Londres face à un autre ratage
Par Boudjemaa Selimia – Une nouvelle fois, la Grande-Bretagne se trouve face à un autre ratage dans sa politique étrangère, il s’agit cette fois-ci du problème de la Libye, provoqué par l’intervention militaire des forces étrangères en 2011, et dans laquelle le Royaume-Uni a joué un rôle de premier plan. Une question réexaminée de plus près dans un rapport rendu public mercredi dernier par la commission des affaires étrangères du Parlement britannique.
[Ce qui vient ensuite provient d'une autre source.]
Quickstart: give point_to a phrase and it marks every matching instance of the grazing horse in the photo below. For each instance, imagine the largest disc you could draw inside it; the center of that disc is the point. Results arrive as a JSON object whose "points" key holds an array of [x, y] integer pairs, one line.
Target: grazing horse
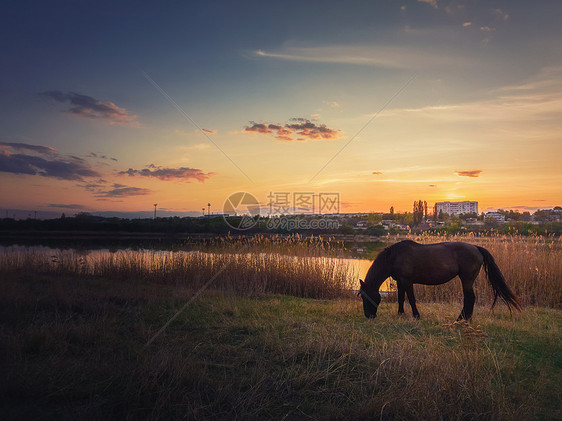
{"points": [[409, 263]]}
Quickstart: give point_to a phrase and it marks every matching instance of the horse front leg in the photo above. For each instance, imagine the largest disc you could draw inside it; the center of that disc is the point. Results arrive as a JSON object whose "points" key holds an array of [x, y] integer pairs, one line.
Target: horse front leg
{"points": [[412, 300], [468, 308], [401, 297]]}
Le rapport accable sans ménagement l’ex-Premier ministre David Cameron sur sa décision d’impliquer les troupes de sa majesté dans les opérations militaires en Libye, l’accusant d’être responsable d’une série de défaillances qui ont, force est de constater, conduit à l’instauration du chaos dans le pays après la chute du régime de Mouammar Kadhafi, permettant de surcroît au plus dangereux groupe terroriste que le monde ait connu de prendre le contrôle de certaines zones du territoire libyen.
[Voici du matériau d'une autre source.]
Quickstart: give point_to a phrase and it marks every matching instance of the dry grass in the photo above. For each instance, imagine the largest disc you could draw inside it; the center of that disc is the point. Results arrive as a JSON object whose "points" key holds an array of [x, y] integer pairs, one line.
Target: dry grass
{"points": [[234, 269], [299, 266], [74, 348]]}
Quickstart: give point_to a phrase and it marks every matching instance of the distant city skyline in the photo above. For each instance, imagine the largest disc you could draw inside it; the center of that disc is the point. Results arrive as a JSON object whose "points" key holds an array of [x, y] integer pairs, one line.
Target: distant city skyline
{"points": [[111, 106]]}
Le président de la commission, le député conservateur Crispin Blunt, a ouvertement laissé entendre que le but initial de l’intervention militaire était de sécuriser Benghazi, une mission accomplie selon lui avec brio et dans les délais, en l’espace de 24 heures, la ville a été entièrement protégée, mais la suite des événements constitue désormais un grand point d’interrogation, lancera le président de la commission des affaires étrangères du Parlement britannique.
Cette même commission, qui a déjà accablé Tony Blair sur sa décision d’envahir l’Irak en 2003, relève que l’intervention en Libye a été indéniablement réalisée sans analyse appropriée du renseignement. Ce qui a entraîné une dérive du but non annoncée au départ, et qui consistait à déboucher sur un changement de régime, le rapport critique sévèrement l’attitude de la direction politique dirigée alors par David Cameron, l’accusant d’avoir fui sa responsabilité morale d’aider à reconstruire le pays après la chute de Kadhafi. La commission des affaires étrangères du Parlement britannique qui compte auditionner David Cameron et des membres de son administration a qualifié de mésaventure l’intervention militaire britannique en Libye, ayant laissé un pays au bord de la guerre civile.
En tout état de cause, ce rapport cinglant est effectivement l’équivalent parlementaire de la fameuse enquête Chilcot sur la guerre en Irak, contenant presque les mêmes critiques adressées à Tony Blair sur sa décision d’envahir l’Irak, mais aussi une remise en cause de fond en comble de la politique étrangère adoptée par David Cameron, notamment sur le principe du droit d’ingérence international, à l’origine de tous les risques sécuritaires dont fait face le monde aujourd’hui. Les puissances occidentales ne semblent pas retenir les leçons du désastre irakien, le drame syrien, le complexe militaro-industriel en quête de nouvelles conquêtes a signé en 2011 le malheur de millions de Libyens et les risques de déstabilisation de toute une région.